CT Imaging in Gastrointestinal Stromal Tumour: A Case Series

Abstract

Gastrointestinal Stromal Tumours (GISTs) being most common non-epithelial tumours comprise a bunch of non-epithelial smooth muscle, mesenchymal alimentary tract tumours, appearing from the interstitial cells of Cajal of varying malignancy which specify KIT protein-CD117, a stem cell factor receptor. The mutations seen in GIST’s are most common in the proto-oncogene c-KIT; seen only in GIST. This gene is not seen in the other mesenchyamal tumours. Here, the mutated c-KIT helps in the growth and survival of this tumour by activation of the KIT receptor tyrosine kinase.

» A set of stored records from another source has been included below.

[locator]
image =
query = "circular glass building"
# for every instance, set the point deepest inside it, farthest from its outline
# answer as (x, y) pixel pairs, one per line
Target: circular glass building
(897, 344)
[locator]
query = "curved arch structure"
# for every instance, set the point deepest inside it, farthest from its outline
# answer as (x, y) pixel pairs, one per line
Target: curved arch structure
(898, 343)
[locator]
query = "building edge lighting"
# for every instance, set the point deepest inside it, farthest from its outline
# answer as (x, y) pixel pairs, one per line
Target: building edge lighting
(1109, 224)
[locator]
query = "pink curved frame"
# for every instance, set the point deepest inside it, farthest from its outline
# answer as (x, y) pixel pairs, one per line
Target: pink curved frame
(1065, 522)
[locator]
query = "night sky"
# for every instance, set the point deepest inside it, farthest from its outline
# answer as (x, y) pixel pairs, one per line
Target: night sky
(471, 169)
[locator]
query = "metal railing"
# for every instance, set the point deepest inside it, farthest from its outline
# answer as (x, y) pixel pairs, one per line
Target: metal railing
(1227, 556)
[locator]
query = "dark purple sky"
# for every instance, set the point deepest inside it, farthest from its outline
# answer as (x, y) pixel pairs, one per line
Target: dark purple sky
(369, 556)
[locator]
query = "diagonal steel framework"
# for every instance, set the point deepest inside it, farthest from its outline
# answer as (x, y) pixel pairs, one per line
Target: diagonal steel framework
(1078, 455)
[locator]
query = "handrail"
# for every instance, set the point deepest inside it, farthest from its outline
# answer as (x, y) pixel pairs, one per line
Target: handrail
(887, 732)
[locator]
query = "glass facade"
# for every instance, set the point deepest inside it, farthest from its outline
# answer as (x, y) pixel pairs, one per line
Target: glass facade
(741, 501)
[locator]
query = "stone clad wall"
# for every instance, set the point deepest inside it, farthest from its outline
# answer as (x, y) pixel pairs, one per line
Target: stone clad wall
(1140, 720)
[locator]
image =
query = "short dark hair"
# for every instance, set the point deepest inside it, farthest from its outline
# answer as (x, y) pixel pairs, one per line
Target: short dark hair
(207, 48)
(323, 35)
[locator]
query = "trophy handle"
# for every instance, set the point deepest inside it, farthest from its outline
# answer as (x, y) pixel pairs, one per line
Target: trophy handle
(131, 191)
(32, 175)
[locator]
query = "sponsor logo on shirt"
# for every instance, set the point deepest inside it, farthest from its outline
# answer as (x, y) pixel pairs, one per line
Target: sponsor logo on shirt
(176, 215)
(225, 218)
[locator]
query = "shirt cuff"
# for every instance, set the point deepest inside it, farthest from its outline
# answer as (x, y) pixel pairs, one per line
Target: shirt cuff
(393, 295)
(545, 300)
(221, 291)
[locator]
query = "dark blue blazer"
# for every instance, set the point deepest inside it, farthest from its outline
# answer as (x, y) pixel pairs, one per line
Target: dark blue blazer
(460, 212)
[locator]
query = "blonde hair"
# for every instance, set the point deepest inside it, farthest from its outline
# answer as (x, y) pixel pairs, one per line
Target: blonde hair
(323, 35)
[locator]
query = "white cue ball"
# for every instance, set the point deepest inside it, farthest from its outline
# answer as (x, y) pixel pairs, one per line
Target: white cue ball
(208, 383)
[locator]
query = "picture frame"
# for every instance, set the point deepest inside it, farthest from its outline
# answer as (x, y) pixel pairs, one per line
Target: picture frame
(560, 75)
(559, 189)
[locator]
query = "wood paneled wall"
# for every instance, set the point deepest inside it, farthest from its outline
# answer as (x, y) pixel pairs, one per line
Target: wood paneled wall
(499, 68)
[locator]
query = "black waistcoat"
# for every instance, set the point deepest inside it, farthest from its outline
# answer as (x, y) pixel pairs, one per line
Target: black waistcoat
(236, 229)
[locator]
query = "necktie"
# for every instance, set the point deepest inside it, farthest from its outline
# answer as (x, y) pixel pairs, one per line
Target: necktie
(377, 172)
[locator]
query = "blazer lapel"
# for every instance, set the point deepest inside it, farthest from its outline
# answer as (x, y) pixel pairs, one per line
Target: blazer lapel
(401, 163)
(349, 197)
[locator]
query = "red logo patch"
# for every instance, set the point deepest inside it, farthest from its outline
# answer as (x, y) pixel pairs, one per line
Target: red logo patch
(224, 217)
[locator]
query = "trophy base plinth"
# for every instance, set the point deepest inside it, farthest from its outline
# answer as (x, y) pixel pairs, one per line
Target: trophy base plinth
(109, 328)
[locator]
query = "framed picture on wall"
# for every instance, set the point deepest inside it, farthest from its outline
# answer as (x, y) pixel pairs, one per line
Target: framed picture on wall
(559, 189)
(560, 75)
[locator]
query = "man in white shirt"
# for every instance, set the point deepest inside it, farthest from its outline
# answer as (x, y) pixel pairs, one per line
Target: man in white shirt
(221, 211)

The incident of GISTs is increasing in recognition and the increased rate of survival has made imaging seemingly important, not only for diagnosis, but also for monitoring the effects of treatment and detecting progression of the tumour. The clinical symtoms in this case series include pain abdomen, nausea, vomiting and constipation. Some cases can present as abdominal distension. The investigation of choice for these spectrum of diseases is currently Computed Tomography (CT), however many imaging techniques, such as Positron Emission Tomography (PET), fluorine 18 Fluorode-Oxyglucose (FDG), Magnetic Resonance (MR) imaging, and Ultrasonography (US) can also be used. This article describes the typical imaging findings of GISTs at initial presentation. Many cases present late and at a stage where surgery will not be of much use. However, Imatinib has showed a drastic response in prognosis and helps increasing the survival changes leading a normal life. This study helps us in identifying the pattern of the lesion and its enhancement patterns leading to early detection, thus aiding the surgeon or the oncologist to plan for treatment.